Ненависть к стабильности, миру и порядку – четвертая черта выработанной Радищевым радикальной оппозиционной риторики. Тишину и покой в стране он представляет как результат жесточайшего насилия, а не как естественное и блаженное состояние общества. «Да не ослепимся внешним спокойствием государства и его устройством и для сих только причин да не почтем оное блаженным», – вдалбливает он читателю. «Сочинитель не любит слов тишина и покой», – справедливо заметила императрица.
Пятая черта «радищевского дискурса», также в полной мере унаследованная российской оппозицией, – это сепаратистское «новгородство». Риторический культ республиканского Великого Новгорода как якобы свободной земли, порабощенной «московским деспотизмом». Путая Ивана III и Ивана IV, он ставит под сомнение само право России присоединить к себе эту «ганзейскую» землю: «Какое он имел право свирепствовать против них; какое он имел право присвоять Новгород?».
Шестая черта радищевской риторики, пожалуй, наиболее антипатичная, это систематическая апологетика насилия со стороны действительно или мнимо угнетенных. Радищев подстрекает к прямым насильственным действиям в отношении средней руки чиновничества и помещиков, по сути расчеловечивая жертв радикализма.
То повествователь хочет бить почтового чиновника, не давшего лошадей. То один из героев вставных новелл ярится на начальника, которого денщик не хотел разбудить, чтобы дать лодку для спасения тонувших – при том, что, как справедливо заметила государыня, «рибачии лодки можно нанимать и без командира скарея, нежели по ево приказанию». Из малопримечательных и ничего не значащих жизненных эпизодов Радищев пытается сконструировать образ «бездушной системы» против которой допустимы любые методы. Прием чрезвычайно популярный и сегодня.
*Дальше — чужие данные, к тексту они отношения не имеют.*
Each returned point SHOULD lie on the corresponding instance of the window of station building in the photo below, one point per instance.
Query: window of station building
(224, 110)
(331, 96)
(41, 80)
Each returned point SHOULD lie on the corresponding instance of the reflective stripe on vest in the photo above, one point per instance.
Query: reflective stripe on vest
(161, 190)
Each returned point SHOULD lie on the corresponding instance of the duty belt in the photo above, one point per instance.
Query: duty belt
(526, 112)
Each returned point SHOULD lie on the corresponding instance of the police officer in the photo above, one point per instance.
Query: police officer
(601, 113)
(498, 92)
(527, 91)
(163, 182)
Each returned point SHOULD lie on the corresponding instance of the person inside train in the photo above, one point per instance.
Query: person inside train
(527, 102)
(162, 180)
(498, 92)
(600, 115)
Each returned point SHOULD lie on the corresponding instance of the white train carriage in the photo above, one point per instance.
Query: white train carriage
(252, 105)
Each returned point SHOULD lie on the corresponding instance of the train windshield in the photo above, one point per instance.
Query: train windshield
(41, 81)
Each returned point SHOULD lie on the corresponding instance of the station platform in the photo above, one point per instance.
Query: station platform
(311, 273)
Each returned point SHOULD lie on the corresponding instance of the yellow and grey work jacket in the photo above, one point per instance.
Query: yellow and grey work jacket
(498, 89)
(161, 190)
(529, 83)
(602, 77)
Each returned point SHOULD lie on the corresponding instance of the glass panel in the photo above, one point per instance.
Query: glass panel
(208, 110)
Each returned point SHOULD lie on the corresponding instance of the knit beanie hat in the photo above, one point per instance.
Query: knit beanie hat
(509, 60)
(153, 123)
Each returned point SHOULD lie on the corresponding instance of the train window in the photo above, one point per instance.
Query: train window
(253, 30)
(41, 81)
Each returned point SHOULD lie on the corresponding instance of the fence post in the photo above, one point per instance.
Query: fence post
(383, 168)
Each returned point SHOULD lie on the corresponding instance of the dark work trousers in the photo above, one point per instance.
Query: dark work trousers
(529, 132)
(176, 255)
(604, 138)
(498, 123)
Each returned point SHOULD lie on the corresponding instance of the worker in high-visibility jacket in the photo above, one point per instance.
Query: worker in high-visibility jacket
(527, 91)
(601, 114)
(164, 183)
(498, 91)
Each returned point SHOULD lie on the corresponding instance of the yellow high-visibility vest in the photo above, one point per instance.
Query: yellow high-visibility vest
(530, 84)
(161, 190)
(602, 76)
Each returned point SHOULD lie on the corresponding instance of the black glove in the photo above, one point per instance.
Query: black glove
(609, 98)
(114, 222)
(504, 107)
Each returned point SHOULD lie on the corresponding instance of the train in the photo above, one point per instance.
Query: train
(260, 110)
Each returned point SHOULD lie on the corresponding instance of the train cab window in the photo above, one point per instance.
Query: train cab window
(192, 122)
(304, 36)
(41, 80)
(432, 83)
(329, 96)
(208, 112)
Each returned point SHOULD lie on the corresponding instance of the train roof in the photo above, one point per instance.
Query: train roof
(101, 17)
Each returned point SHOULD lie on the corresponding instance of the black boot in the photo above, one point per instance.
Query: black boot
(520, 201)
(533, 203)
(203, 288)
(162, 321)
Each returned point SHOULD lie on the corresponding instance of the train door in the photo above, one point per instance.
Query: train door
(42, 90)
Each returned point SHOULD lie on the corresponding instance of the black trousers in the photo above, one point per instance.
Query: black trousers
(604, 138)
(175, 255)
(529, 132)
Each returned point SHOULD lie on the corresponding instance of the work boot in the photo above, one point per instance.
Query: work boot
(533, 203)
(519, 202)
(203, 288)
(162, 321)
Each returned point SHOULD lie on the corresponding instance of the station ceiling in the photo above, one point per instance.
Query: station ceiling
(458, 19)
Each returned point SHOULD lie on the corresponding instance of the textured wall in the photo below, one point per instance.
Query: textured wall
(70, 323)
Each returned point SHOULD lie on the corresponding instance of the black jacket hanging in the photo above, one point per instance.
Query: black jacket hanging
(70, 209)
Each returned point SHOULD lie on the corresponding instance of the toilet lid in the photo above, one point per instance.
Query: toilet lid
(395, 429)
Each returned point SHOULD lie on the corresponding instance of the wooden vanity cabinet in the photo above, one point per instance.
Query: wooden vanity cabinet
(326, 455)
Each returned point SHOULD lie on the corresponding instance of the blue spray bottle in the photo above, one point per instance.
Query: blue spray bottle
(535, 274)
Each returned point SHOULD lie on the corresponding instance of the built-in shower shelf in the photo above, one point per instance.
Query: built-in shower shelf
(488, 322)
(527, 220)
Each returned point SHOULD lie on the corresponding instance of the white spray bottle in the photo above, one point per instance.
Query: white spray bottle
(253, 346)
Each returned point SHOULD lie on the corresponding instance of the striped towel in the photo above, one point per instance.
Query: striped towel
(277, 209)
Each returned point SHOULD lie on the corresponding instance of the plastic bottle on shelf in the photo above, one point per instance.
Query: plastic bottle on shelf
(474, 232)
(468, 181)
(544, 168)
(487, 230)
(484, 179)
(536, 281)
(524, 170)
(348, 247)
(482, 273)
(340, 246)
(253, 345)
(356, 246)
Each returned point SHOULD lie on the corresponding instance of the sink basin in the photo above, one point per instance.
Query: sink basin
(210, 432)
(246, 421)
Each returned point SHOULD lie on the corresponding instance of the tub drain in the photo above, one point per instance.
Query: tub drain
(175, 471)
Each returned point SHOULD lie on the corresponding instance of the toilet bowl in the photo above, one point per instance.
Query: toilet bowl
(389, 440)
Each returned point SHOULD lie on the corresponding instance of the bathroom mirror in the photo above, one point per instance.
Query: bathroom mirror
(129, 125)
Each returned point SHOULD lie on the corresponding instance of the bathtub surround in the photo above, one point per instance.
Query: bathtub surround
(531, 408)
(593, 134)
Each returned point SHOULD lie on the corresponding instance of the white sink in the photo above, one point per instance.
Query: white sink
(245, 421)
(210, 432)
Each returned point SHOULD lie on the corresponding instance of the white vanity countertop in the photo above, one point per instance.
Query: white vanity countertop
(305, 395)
Увенчивается эта апология насилия в главе «Зайцово» прямым оправданием убийства помещика-асессора и его сыновей взбунтовавшимися крестьянами. Помещик (скорее всего вымышленный по образцу античных рабовладельцев, подобных описанному Диодором Сицилийским Дамофилу) описан малопривлекательными чертами, однако он никого из тиранимых крестьян не убивает. Его же и его сыновей крестьяне убивают за «бесчеловечность», а очередной радищевский рассказчик, служащий по судейской части, пытается оправдать это убийство антикрепостнической риторикой.
Екатерина всё это рассуждение с апологией убийства господ справедливо обозначила как «яд французский» и возразила: «Все сие разсуждение лехко опровергнуть можно единым простым вопросом: ежели кто учинит зло, дает ли право другому творить наивящее зло? Ответ: конечно нет. Закон дозволяет в оборону от смертнаго удара ударить, но доказание при том требует, что инако не можно было избегнуть смерть».
Закономерно, что в конечном счете произведение выводит автора на апологию Кромвеля и его расправы над королем-мучеником Карлом I – в этой расправе Радищев видит сведение счетов со всей ненавистной «системой».
Седьмая черта радищевского оппозиционного стиля – риторическая самонакрутка и позерство, которые так раздражали императрицу в ходе чтения произведения «от доски до доски». Любимым «пунктиком» героя является отказ от нанесения вельможам визитов и ненависть к придворным, вполне, впрочем, объяснимая у бывшего пажа. Потоки угроз дворянам и царям, подстрекательств, обращенных к крестьянам, льются со многих страниц. Правда, конечным потребителем этих эскапад стали прежде всего духовные наследники самого Радищева – радикальные полуинтеллигенты. Именно они более всего страдают от всамделишных и сочиненных народных страданий и готовы «отомстить» за них жестоким насилием.